Huíla: um mapa de pessoas
Olhos carregados e cabeça dormente. Às nove da manhã, o polícia está bêbado e pede os documentos. Olha demoradamente a carta de condução e começa a inventar problemas na viatura. Há duas formas de agir: não ceder à pressão e jogar com a sorte ou estender umas notas pela janela. Bom, existe ainda uma terceira: mostrar que temos o padre da vila connosco no carro. “Podem seguir”, comanda o Deus-polícia.
Vamos em direcção ao Lubango, na província da Huíla. Ao primeiro gole de uma cerveja na esplanada, Amado fita-nos o olhar. Ao segundo, já partilhamos a mesma mesa. “O que querem tomar? Uma cerveja?
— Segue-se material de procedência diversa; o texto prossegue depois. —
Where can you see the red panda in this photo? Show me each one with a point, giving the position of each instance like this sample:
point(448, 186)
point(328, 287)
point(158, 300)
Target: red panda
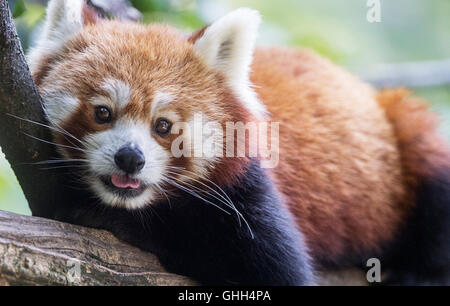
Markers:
point(360, 173)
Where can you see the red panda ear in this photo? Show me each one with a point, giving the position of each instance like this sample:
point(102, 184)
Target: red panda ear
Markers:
point(64, 19)
point(227, 45)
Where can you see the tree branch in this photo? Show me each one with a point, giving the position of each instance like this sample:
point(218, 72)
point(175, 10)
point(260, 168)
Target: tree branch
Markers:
point(19, 97)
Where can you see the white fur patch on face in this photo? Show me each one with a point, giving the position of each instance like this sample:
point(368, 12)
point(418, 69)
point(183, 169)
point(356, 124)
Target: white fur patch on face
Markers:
point(59, 106)
point(63, 20)
point(228, 45)
point(103, 146)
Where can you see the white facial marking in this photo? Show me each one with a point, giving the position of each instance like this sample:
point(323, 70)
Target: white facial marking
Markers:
point(59, 106)
point(118, 91)
point(161, 100)
point(103, 146)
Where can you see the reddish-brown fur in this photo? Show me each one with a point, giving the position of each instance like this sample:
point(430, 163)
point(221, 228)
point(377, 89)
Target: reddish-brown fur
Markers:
point(349, 157)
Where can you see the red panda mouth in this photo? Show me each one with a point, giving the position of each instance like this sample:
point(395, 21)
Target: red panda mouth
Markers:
point(124, 182)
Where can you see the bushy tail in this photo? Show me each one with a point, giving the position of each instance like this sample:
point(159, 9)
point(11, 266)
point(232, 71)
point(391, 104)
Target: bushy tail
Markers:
point(422, 254)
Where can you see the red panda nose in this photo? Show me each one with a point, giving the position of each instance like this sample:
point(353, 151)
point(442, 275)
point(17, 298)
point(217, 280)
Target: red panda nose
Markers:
point(129, 159)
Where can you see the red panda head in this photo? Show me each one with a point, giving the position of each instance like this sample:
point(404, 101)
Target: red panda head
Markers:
point(125, 98)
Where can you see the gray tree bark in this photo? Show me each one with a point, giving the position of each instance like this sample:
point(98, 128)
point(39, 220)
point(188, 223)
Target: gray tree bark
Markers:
point(19, 97)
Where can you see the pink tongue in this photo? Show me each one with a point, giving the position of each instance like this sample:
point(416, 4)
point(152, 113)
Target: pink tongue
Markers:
point(122, 181)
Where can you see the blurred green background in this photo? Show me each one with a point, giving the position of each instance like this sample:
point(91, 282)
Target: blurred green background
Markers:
point(409, 31)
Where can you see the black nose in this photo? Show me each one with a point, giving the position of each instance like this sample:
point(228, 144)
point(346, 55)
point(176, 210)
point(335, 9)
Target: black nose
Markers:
point(130, 159)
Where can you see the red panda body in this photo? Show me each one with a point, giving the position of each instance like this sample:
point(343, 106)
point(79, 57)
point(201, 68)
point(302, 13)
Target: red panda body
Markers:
point(353, 174)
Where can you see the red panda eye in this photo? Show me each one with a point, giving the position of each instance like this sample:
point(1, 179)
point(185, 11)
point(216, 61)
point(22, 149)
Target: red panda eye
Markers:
point(102, 114)
point(162, 127)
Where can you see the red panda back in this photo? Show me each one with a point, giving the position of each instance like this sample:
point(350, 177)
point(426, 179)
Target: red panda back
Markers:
point(340, 168)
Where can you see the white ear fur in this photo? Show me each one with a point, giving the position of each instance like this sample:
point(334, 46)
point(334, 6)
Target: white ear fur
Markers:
point(228, 46)
point(64, 18)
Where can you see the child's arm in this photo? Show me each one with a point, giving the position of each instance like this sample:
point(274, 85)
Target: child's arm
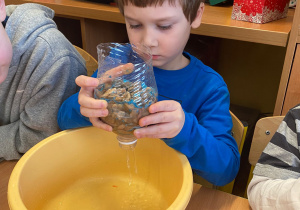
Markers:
point(205, 137)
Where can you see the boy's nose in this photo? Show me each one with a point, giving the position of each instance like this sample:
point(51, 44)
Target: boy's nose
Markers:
point(149, 39)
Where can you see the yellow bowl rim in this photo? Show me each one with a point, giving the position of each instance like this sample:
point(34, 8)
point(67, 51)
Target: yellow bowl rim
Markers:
point(13, 191)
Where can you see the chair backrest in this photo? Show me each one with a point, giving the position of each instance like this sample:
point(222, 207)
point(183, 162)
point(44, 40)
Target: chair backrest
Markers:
point(90, 62)
point(239, 131)
point(263, 132)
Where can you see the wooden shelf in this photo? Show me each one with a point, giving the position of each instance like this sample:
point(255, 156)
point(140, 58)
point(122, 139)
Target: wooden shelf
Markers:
point(216, 21)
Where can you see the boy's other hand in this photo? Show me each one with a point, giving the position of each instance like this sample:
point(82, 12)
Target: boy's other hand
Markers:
point(89, 106)
point(166, 120)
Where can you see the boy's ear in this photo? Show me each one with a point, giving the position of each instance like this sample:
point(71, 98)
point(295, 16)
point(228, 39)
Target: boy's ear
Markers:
point(2, 11)
point(197, 21)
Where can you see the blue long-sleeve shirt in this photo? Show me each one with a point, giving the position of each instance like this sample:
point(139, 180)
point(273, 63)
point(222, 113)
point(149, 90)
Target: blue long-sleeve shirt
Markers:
point(206, 135)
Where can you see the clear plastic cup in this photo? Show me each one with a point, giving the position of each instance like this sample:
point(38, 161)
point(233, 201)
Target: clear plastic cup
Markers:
point(128, 85)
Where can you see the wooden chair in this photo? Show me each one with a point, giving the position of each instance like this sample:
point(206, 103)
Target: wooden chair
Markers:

Um whisky?” Sumo ou água não entram nas possibilidades do inspector do comércio, hotelaria e turismo da Huíla, alegre neste fim de tarde, a querer contar a vida. “Vocês sabem que eu respeito muito as mulheres, desde que vi a minha esposa a dar à luz.”
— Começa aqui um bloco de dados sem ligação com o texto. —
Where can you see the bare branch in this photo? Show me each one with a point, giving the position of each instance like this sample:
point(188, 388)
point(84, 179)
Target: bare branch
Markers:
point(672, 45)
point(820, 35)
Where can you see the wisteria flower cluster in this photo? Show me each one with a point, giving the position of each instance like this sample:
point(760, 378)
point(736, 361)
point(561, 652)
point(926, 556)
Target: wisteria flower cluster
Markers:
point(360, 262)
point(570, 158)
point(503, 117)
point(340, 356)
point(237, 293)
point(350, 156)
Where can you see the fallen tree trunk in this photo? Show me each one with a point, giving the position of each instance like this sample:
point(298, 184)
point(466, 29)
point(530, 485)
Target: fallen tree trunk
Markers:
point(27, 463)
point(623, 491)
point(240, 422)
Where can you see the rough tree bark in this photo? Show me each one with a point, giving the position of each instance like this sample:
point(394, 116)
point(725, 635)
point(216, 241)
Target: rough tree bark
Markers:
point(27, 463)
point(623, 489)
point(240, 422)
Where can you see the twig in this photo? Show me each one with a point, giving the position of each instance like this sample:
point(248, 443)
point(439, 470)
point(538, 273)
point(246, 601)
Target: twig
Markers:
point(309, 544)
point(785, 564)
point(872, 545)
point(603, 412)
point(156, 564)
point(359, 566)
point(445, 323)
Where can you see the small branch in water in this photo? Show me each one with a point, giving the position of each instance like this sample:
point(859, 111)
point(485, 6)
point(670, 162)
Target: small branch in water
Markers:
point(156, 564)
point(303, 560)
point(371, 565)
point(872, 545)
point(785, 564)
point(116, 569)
Com ar de ser o inspector mais irresponsável da História, é também um sedutor. Já nos conquistou. Desenha-nos um guia não do que conhecer mas de quem conhecer na região. “Obrigatório mesmo é o senhor Carlos, português, que tem a melhor padaria da cidade; mas também é importante conhecerem o chefe da Cultura do Lubango. Amanhã, às oito da manhã, vocês ligam-me para este número e eu apresento-vos essa gente toda”, impõe, com uma palmadinha nas costas. Aperta as mãos grandes, respira e explica-se: “Ouçam: nós já passámos tempos tenebrosos. Agora só queremos beber a nossa cervejinha.” Ainda o café da manhã não desceu ao estômago e já estamos a acordar o telefone de Amado. Chama, chama, volta a chamar. Percebemos, Amado: a noite foi longa. Vamos pelo nosso pé no encalço do senhor Carlos, português chegado a Angola em plena guerra civil para tentar singrar na vida. Adivinhem onde nos conta a aventura: à volta de uma mesa. Menu: tosta mista.
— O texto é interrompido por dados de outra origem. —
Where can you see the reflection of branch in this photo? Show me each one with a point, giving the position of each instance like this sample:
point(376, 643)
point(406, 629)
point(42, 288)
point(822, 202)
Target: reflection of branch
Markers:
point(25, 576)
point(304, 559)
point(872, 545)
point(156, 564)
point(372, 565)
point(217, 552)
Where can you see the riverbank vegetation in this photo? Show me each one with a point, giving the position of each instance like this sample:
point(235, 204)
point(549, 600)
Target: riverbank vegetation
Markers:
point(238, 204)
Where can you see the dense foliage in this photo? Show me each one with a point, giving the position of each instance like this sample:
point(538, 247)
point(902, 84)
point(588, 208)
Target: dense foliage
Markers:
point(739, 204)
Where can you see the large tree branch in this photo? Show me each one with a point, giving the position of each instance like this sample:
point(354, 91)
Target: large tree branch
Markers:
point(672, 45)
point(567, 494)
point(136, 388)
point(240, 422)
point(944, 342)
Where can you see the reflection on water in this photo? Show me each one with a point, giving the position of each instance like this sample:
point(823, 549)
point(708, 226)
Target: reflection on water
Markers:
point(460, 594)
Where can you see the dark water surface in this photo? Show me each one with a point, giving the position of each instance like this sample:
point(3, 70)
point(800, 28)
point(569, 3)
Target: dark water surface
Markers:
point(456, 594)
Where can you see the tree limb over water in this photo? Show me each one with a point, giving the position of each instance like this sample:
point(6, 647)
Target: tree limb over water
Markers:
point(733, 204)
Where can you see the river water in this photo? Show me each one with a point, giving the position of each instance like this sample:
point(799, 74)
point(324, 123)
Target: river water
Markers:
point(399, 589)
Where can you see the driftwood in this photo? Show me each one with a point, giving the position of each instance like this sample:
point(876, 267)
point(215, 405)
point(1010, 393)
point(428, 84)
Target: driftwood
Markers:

Deixou-se ficar pela capital por uns tempos, mas depois convenceram-no a abrir um negócio no Kuito. “Dormi muitas vezes no chão. Às vezes acordava a meio da noite, tudo tremia. Eram as pegadas dos hipopótamos”, recorda. O certo é que o esperado negócio sempre se consumou: “a melhor padaria da cidade”. Passa pelo seu estabelecimento toda a clientela, da vendedora de cestos aos moços de fato elegante. Moda: calça justa, sapato brilhante e pontiagudo, camisa colada ao corpo. Vão tomar cocktails aos turismos-quase-rurais da cidade, a que chamam lodges, por influência das vizinhas Namíbia e África do Sul, de onde provém grande parte dos turistas. Sim, começa a haver turismo no Lubango, tal como no Namibe, mais a sul. Vemos as primeiras fotografias na Fenda da Tundavala, onde nos leva Matias. “Daqui atiravam os presos políticos. Não se safava nenhum”, ironiza, espreitando o abismo de 1200 metros entre as rochas.
A Tundavala é o fim do mundo, para onde poderíamos atirar um avião de papel sem nunca mais o ver. Fica no topo da serra da Leba, o lugar que une um manto verde rico em pasto, pomares e agricultura à altitude zero do deserto, o do Namibe (onde cresce, única no mundo, a welwitschia mirabilis, conhecida como o polvo do deserto) a poucas dezenas de quilómetros.